Ухудшение здоровья после охотыВнезапная болезнь и кончина

Подъезжая 3-го октября к Пишпеку, Пржевальский заметил стаи фазанов и решил на следующий день приехать сюда на охоту. Действительно, отправившись на станцию Константиновскую около полудня, он проохотился до ночи и настолько удачно, что сопровождавший его казак принёс целый мешок убитых фазанов.

«Ну, потешился же я», – говорил он Роборовскому, – пострелял сегодня на первый раз хорошо, завтра чуть свет ещё пойдём. Только ужасно жарко, совсем вспотел».

Следующий день Николай Михайлович почти весь провёл на охоте, было настолько жарко, что китель и бельё сделались совершенно мокрыми от пота. При этом он все время пил воду из реки Чу, которая даже и у туземцев считается вредной в сыром виде. Вообще местность около Пишпека, а в особенности в кустарниковых зарослях, где охотился Николай Михайлович на фазанов, – болотистая и нездоровая, а всю зиму 1887 г. у киргизов, живущих здесь, свирепствовал тиф.

14-го октября путешественники со всем отрядом и с багажом переселились из города на бивуак, и Николай Михайлович написал свой первый приказ на путешествие по экспедиционному отряду. В нём он перечислял поимённо всех лиц, вошедших в его состав, распределил между ними занятия во время путешествия и проч.
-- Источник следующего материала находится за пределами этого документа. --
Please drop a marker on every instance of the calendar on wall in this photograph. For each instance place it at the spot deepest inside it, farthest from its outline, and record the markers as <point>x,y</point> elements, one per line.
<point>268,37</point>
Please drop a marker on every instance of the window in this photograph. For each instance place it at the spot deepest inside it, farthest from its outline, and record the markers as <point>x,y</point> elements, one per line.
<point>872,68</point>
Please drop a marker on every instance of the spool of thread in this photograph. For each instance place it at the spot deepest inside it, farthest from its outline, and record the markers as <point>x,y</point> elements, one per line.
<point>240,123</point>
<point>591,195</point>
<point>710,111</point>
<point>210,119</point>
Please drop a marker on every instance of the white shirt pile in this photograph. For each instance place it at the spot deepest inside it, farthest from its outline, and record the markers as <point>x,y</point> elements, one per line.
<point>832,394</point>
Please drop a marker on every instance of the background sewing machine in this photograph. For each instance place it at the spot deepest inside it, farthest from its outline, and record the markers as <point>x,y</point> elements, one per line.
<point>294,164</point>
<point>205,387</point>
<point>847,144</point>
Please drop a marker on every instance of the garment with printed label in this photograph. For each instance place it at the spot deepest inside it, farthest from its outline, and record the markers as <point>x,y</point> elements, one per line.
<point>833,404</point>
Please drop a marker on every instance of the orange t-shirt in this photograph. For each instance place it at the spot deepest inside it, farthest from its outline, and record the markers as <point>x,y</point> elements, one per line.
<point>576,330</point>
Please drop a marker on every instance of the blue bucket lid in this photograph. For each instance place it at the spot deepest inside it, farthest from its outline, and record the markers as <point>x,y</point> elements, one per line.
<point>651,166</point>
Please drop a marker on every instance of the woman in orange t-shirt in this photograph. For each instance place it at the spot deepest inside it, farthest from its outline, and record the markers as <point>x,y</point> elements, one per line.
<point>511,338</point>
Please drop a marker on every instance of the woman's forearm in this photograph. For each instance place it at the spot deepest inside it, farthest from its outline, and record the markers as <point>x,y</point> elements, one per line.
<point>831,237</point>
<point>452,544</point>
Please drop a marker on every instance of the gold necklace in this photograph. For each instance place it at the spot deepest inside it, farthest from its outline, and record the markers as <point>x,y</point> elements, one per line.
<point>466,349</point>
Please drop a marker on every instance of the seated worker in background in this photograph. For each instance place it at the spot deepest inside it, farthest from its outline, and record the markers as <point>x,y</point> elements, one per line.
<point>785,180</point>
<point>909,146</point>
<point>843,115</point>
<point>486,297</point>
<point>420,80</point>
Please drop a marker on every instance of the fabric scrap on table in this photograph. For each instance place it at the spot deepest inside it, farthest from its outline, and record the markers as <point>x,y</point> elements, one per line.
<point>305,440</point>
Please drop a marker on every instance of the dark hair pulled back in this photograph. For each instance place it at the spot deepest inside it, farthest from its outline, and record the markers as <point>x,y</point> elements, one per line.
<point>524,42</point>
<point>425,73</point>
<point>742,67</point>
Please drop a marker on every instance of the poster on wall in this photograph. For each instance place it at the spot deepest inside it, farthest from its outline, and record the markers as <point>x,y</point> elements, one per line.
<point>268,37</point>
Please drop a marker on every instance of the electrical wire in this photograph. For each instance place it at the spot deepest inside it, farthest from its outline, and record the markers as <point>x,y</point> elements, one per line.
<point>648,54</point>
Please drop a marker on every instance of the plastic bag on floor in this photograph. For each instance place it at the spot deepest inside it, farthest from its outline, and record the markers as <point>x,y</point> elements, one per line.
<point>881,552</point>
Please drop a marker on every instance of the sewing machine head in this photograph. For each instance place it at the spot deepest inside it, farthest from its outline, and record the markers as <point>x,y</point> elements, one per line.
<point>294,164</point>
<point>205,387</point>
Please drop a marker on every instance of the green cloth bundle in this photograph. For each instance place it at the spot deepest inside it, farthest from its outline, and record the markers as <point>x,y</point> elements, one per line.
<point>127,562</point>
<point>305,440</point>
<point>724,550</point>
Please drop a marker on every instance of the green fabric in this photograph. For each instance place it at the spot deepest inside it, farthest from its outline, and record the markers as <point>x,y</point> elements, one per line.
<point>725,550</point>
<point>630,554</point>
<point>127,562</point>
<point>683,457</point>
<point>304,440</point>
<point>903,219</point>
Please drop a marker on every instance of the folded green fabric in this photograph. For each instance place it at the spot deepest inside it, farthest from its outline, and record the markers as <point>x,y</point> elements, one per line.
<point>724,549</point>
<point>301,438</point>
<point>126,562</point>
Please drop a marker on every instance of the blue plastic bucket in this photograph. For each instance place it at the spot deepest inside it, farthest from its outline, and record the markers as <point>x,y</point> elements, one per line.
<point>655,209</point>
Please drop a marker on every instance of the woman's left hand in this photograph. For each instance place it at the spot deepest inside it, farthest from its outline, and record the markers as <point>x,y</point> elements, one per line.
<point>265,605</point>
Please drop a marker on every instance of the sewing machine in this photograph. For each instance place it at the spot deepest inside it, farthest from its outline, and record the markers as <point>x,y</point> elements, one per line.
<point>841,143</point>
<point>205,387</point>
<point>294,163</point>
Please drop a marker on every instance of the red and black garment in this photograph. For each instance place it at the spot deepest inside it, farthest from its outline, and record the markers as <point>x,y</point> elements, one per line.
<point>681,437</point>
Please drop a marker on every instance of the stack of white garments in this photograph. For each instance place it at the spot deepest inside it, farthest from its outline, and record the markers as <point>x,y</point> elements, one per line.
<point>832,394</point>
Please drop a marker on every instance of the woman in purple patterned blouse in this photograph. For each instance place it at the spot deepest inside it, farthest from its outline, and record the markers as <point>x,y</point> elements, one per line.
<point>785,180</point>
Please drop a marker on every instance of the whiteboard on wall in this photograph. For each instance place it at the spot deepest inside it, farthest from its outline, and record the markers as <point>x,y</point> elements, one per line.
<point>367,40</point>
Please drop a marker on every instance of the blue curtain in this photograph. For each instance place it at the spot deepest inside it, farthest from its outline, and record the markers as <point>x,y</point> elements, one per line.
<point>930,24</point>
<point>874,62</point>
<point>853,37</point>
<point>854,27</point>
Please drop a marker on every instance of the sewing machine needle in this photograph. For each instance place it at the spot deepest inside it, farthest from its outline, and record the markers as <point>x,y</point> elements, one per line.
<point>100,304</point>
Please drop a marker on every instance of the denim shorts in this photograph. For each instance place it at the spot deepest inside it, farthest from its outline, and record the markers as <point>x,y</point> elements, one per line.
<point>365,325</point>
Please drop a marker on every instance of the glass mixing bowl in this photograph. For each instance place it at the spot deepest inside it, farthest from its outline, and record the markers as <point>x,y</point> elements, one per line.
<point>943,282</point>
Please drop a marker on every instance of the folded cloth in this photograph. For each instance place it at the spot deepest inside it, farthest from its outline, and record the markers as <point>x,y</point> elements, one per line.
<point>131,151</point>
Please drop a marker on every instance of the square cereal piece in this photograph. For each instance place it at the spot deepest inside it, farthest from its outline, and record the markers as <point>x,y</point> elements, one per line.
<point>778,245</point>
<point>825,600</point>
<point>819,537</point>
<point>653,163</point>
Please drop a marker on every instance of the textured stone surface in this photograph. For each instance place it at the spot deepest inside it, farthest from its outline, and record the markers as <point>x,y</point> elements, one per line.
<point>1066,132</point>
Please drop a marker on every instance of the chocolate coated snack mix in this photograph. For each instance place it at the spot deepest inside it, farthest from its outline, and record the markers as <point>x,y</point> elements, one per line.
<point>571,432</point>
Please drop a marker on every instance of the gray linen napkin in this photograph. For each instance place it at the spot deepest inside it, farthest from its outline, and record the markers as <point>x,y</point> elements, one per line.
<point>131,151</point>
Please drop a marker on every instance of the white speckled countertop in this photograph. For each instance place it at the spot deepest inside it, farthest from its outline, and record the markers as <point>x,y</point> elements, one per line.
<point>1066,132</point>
«Итак, – писал он в заключение, начинается наше путешествие. Дело это будет труднее, но зато и славное. Теперь мы на виду не только всей России, но даже целого света. Покажем же себя достойными такой завидной участи и сослужим для науки службу молодецкую… Впереди, на целых два года, нас ждёт непрерывный ряд трудов, лишений и опасностей, но помните, что смелым Бог владеет и что за Богом молитва, а за Царём служба – не пропадают» [691].

Перебравшись к полудню 14 октября на бивуак, Николай Михайлович имел уже вид больного человека и жаловался, что ему нездоровится, хотя и не соглашался пригласить доктора. «Не в первый раз это», – говорил он, – и так пройдёт».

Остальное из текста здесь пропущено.